Alberta, on the other hand, has been experimenting with a contact tracing app for weeks. In May, Alberta launched the ABTraceTogether app. Like the national app, it's voluntary, doesn't track your location, and the data is totally anonymized. ABTraceTogether is part of Alberta's efforts to re-open the province.
The old-fashioned way
Contact tracing is not a new idea, but it's generally been done by hand. Healthcare pros have traditionally sat down with spreadsheets and telephones to do contact tracing. An app makes all this much easier.
Provinces across the country already employ dozens of contact tracers, while Statistics Canada has even offered its services to help with phone calls.
Still, an app isn't a catch-all solution: instead, it's one tool of many for combatting COVID-19.
Privacy and data security
There are concerns about current privacy laws and whether safeguards are in place to protect Canadians' data should something go wrong with the app.

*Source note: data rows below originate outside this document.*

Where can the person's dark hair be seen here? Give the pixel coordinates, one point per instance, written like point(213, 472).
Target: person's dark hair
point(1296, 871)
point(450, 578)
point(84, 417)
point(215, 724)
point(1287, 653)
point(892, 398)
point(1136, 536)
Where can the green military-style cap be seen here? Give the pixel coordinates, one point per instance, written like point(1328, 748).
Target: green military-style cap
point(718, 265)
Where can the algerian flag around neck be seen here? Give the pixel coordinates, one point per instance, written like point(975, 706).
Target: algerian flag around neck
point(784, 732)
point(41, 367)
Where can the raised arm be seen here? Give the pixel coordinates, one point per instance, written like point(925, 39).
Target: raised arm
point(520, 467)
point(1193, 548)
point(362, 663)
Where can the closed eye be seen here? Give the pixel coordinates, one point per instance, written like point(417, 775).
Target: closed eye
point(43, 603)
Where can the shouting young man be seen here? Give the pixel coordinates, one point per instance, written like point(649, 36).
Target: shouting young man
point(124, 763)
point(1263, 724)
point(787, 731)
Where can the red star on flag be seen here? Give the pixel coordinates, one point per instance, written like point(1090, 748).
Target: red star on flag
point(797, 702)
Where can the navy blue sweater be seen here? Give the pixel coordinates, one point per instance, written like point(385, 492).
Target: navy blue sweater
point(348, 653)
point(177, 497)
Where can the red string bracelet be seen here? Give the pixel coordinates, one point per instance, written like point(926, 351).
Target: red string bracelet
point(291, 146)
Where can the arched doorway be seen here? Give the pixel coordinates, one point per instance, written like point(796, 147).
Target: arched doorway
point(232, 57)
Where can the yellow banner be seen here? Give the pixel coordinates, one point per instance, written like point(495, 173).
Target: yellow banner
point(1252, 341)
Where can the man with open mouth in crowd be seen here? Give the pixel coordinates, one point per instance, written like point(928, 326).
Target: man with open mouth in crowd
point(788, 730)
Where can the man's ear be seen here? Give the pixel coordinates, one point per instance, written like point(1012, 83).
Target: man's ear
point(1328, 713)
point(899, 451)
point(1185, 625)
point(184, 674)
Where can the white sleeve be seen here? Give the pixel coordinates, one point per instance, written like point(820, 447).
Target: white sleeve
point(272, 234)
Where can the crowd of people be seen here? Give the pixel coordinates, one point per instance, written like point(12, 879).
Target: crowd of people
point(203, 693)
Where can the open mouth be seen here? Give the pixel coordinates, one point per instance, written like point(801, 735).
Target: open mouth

The Privacy Commissoner's office is developing advice for the government but hasn't yet released its recommendations.
The government is also setting up an external advisory board to provide accountability on the app. The contact tracing app won't capture location data, which is a good sign for privacy advocates.
What does contact tracing mean for you?
In May, a survey of 2,000 Canadians found a majority approved of making an anonymous app mandatory. Even so, the app in development will be opt-in — meaning you'll have to choose to download it.
As part of a return to on-campus learning for the fall semester in September, contact tracing will be important. Schools may insist that anyone on campus, from student to faculty, use a contact tracing app, though this would be tough to enforce.
The national contact tracing app launches in Ontario on July 2, and as data comes in and bugs get worked out, should be available across Canada soon.